Q4 . Why do you fall in the forward direction when a moving bus brakes to a stop and fall backwards when it accelerates from rest?

Answer:

In the situation of a moving bus, the passengers are also in motion along with the bus. Now when brakes are applied the bus comes to rest but due to the inertia of passengers they still tend to move in the forward direction, Thus they move in the forward direction after applying brakes.

Now when the bus is rest, the passengers are also at rest. The inertia tend them to be at rest. That's why when bus accelerates they move in a backward direction.

Additional questions

Q1. If action is always equal to the reaction, explain how a horse can pull a cart.

Answer:

For motion, horse applies force on the ground and thus the frictional force of the ground pushes the horse forward (action-reaction pair). Thus horse applies force on the cart and cart applies backward force on the horse but due to unbalanced force, the horse moves in the forward direction.

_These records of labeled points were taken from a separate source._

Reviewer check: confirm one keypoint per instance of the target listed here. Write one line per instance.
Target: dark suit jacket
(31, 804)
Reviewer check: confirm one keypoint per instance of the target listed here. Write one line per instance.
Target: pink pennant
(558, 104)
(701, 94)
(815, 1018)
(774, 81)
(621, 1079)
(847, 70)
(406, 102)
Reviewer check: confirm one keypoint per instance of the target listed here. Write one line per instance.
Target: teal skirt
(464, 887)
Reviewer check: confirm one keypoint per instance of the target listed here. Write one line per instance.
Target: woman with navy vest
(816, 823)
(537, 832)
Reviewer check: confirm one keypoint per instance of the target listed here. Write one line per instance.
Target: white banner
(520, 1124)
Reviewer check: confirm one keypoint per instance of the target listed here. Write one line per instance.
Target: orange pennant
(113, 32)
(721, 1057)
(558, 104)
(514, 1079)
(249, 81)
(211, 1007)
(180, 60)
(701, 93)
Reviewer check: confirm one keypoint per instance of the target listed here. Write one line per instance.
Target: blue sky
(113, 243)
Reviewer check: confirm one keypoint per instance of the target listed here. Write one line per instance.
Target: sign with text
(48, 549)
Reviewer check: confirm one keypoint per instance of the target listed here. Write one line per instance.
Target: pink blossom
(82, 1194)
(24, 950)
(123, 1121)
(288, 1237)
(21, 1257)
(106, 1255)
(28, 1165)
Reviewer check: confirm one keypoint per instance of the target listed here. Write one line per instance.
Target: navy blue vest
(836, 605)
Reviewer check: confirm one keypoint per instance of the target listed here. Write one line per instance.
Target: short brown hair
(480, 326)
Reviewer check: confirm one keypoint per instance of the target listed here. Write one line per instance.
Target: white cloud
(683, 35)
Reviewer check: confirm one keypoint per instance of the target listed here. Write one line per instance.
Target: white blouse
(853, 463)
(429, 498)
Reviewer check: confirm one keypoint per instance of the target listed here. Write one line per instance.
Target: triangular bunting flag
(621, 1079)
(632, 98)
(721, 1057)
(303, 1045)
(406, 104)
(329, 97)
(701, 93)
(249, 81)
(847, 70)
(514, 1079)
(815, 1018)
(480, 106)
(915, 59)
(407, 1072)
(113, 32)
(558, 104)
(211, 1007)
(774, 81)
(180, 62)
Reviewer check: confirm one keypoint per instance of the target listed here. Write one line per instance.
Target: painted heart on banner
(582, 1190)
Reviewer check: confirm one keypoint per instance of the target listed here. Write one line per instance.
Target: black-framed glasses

Q2. Explain, why is it difficult for a fireman to hold a hose, which ejects large amounts of water at a high velocity.

Answer:

This can be explained with the help of Newton's third law of motion (action-reaction pair). When the velocity of water is more i.e., water is coming out with higher force thus the reaction force on the hose is also large. This makes it difficult for a fireman to hold the hose.

Q3. From a rifle of mass 4 kg, a bullet of mass 50 g is fired with an initial velocity of 35 m s^-1 . Calculate the initial recoil velocity of the rifle.

Answer:

Here we will use conservation of momentum :

Initial momentum of system ( rifle + bullet ) = Final momentum of system

$m_1u_1\ +\ m_2u_2\ =\ m_1v_1\ +\ m_2v_2$

or $4\times 0\ +\ 0.05\times 0\ =\ 4\times v_1\ +\ 0.05\times 35$

or $-4 \times v_1\ =\ 1.75$

or $v_1 \ =\ -\ 0.4375\ m/s$

The negative sign shows that the velocity is opposite to that of the bullet. This is because the force on the rifle will be opposite by bullet (action-reaction pair).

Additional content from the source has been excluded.